MidiTok, a convenient tool to tokenize symbolic music for deep neural networks

Nathan Fradet, Jean-Pierre Briot, Fabien Chhel, Amal El Fallah Seghrouchni, Nicolas Gutowski

MidiTok is a Python package designed to transform MIDI files into sequences of tokens, to be used with deep neural networks such as Transformers or RNNs. Similarly to text in the NLP field, symbolic music as to be encoded and transform into sequences of tokens to be used with these networks. However whereas text is simply words put in a specific order, music is constituted of notes with several characteristics that can be represented in several ways and with several precisions. MidiTok was design to take care of this, offering a convenient way and multiple strategies to encode symbolic music, with flexible parameters.
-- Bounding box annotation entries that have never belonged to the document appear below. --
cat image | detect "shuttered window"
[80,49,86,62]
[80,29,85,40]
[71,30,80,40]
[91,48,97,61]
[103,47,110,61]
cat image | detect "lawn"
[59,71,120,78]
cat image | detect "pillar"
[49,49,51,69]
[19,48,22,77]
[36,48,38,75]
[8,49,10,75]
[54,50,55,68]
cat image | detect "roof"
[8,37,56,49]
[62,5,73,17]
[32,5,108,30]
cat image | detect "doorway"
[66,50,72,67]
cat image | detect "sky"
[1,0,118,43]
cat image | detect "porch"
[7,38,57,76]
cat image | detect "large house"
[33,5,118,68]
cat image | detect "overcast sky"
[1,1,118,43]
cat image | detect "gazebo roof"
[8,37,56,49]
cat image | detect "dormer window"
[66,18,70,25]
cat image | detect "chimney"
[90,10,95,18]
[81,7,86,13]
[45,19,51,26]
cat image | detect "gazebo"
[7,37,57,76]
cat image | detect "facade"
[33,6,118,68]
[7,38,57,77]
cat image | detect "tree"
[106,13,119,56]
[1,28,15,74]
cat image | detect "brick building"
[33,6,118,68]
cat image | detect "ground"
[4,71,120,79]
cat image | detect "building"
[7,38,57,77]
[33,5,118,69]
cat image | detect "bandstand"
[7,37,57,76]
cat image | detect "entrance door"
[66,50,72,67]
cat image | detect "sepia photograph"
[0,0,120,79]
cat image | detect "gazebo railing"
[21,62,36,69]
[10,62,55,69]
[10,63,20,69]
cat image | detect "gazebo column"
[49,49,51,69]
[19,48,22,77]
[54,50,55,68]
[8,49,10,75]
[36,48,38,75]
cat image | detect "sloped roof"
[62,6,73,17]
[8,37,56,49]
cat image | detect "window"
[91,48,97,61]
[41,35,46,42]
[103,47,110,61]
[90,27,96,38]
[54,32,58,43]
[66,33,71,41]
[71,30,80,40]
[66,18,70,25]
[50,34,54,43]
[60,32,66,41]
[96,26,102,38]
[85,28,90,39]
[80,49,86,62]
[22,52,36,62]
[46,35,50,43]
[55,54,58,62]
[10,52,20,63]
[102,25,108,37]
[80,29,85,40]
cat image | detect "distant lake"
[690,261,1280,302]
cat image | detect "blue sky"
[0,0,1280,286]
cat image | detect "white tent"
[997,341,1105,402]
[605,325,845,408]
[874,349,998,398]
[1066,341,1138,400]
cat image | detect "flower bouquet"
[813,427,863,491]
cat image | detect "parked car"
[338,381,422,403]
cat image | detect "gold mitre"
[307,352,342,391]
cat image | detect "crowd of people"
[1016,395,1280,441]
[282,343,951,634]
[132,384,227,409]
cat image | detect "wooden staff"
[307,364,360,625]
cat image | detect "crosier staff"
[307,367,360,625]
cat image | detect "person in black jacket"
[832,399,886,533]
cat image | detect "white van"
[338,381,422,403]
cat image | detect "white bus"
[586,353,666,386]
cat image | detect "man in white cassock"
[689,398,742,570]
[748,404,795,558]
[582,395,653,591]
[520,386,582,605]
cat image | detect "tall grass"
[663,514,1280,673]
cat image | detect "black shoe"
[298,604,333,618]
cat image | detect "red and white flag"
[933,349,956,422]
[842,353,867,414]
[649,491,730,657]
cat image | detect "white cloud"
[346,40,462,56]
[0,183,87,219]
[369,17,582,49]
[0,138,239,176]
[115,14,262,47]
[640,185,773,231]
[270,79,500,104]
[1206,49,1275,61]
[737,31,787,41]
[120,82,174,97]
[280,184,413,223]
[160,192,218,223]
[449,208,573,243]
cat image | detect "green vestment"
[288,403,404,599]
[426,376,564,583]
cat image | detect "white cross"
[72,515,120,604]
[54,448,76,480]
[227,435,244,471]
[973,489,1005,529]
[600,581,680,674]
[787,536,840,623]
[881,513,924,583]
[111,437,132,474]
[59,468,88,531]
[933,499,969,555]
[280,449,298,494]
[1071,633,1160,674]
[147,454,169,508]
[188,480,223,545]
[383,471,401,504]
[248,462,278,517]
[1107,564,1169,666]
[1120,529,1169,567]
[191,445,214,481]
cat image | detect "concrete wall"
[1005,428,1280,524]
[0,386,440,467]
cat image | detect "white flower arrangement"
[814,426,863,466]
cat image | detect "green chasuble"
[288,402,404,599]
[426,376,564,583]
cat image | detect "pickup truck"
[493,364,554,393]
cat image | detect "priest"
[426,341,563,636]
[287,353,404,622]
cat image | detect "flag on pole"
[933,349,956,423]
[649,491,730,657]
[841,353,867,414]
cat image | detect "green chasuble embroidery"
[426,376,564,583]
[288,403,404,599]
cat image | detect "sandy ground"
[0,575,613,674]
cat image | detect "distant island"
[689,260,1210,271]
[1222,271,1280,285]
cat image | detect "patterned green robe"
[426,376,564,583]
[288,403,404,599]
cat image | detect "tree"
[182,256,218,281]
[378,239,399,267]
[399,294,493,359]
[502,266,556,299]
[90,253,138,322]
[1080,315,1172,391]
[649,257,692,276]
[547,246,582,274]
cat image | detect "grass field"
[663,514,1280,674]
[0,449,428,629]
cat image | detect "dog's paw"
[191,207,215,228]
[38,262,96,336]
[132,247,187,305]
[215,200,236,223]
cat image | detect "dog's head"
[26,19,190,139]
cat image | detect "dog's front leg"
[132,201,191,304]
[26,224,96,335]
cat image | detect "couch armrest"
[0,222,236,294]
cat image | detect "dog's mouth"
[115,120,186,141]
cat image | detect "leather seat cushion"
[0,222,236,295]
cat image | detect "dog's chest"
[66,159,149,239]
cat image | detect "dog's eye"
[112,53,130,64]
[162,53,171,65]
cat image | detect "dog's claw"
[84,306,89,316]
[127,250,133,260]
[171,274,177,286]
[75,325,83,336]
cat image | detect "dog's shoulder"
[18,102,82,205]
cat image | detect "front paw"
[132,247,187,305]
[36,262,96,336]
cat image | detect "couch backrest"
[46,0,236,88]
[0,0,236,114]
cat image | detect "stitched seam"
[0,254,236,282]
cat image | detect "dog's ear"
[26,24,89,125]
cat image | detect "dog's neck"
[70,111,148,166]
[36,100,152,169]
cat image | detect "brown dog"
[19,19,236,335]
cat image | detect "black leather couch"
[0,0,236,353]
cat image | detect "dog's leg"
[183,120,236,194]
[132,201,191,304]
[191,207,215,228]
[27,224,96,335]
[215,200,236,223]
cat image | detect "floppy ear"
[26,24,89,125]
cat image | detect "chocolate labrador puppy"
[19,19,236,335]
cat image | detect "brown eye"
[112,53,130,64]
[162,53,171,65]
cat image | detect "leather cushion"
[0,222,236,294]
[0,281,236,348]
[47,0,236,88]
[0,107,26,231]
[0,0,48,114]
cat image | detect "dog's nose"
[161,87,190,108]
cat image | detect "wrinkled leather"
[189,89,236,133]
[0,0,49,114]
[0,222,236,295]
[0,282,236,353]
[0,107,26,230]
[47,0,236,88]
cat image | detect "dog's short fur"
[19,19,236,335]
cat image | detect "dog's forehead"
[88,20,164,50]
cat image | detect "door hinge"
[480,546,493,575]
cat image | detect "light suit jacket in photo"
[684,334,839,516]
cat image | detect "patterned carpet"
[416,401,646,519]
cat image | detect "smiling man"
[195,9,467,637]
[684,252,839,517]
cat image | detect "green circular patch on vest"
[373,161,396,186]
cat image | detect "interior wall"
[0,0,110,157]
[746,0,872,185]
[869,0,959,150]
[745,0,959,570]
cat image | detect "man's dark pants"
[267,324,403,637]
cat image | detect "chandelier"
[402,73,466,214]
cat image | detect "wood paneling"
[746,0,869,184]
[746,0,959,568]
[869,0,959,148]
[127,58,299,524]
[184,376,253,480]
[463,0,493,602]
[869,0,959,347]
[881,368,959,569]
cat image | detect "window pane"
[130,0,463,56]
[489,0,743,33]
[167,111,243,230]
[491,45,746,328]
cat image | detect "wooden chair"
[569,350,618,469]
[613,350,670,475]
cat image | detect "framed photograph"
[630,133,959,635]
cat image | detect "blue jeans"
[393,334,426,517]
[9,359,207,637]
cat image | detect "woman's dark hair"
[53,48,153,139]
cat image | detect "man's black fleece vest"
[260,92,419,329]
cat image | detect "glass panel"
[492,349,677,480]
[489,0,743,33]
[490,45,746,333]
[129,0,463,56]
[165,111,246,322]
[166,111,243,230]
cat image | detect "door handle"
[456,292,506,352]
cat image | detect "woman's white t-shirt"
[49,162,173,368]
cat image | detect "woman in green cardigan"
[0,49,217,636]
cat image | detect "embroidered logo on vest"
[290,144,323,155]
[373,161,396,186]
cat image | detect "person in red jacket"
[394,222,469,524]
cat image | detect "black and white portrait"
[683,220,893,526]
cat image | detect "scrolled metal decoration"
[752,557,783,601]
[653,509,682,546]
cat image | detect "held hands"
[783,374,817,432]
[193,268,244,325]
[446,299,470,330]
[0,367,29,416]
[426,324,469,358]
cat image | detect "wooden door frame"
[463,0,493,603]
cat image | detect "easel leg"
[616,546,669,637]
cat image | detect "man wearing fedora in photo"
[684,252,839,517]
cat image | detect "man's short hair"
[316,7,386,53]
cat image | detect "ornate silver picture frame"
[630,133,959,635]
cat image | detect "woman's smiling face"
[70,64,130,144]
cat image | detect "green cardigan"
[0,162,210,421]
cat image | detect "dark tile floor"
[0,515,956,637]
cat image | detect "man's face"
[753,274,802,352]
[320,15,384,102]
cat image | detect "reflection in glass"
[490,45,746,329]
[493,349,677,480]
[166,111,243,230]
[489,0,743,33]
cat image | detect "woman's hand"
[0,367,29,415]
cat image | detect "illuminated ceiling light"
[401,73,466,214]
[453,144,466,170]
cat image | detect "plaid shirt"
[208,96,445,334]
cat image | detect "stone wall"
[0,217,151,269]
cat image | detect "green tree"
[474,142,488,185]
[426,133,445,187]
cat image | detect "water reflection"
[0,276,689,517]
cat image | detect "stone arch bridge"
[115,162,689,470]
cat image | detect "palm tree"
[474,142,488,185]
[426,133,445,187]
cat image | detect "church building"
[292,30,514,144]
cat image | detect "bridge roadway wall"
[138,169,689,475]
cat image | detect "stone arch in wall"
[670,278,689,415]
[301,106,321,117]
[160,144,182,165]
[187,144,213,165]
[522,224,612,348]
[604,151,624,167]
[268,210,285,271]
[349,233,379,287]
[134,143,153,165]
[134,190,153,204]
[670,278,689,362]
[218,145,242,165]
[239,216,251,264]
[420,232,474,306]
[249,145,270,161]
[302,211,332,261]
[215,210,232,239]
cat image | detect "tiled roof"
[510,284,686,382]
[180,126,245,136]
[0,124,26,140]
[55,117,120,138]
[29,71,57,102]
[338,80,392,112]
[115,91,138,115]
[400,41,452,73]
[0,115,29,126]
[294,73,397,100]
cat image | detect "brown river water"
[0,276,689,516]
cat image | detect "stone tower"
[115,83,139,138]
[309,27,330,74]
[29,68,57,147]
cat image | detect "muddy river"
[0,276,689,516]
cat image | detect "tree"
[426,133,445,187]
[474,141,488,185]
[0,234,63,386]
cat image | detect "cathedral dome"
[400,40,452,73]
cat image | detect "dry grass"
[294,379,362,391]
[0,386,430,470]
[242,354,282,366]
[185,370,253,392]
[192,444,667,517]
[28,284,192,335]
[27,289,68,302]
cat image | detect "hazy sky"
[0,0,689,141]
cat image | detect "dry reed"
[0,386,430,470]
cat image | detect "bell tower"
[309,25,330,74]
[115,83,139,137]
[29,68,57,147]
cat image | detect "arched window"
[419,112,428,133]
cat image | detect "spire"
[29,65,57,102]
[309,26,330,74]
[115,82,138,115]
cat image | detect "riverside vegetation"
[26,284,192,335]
Nathan Fradet is a PhD candidate at LIP6, Sorbonne University-CNRS and Aubay since April 2021. He works on music generation by deep learning networks. More specifically, he works on way to enhance the capabilities of Transformers networks to generate controlled, expressive and pleasant symbolic music for human-machine co-creativity and artificial creativity. One of his key topic is towards the efficiency of Transformers and Attention mechanisms, as these consuming architectures often requires time and memory, where one would want them to be fast and efficient in a musical creative context.